Design statistically valid experiments
experiment-designerskillsetup L2★327
mohitagw15856/pm-claude-skills ↗What it does
Design rigorous experiments from hypotheses and interpret results with statistical and practical significance
Best for
Any decision backed by A/B test; forces pre-commitment to success criteria, prevents peeking and goalpost movement, separates statistical from practical significance.
Inputs
- · Hypothesis (change, metric, expected lift, reason)
- · Baseline metric value and current sample size
- · Minimum detectable effect (MDE) and acceptable sample size
Outputs
- · Experiment design (sample size, run duration, pre-defined success criteria)

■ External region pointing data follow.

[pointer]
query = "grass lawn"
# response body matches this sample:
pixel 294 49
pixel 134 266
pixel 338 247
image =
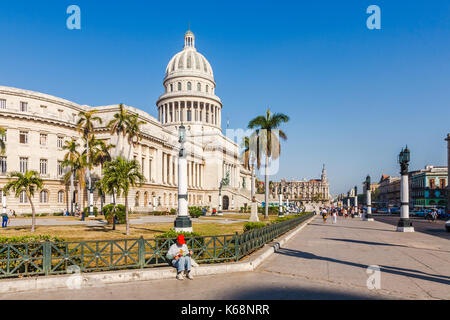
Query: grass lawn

- · Results interpretation (statistical + practical significance, recommendation: ship/iterate/kill/follow-up)
Requires
- · Optional: A/B testing tool (Amplitude, LaunchDarkly, VWO, Optimizely)
Preconditions
- · Hypothesis stated as 'if we [change], we expect [metric] to [move by X%]'
- · Baseline metric and sample size available
- · Control and variant clearly defined
Failure modes
- · Test stopped early (peeking problem — multiple looks inflate p-value)
- · Success criteria moved after test runs (HARKing — hypothesizing after results known)
- · Practical vs. statistical significance conflated (2% lift is statistically significant but not actionable)
- · Sample ratio mismatch (assignment broken, control and variant samples imbalanced)
Trust signals
- · Pre-defined success threshold before test runs (no moving goalposts)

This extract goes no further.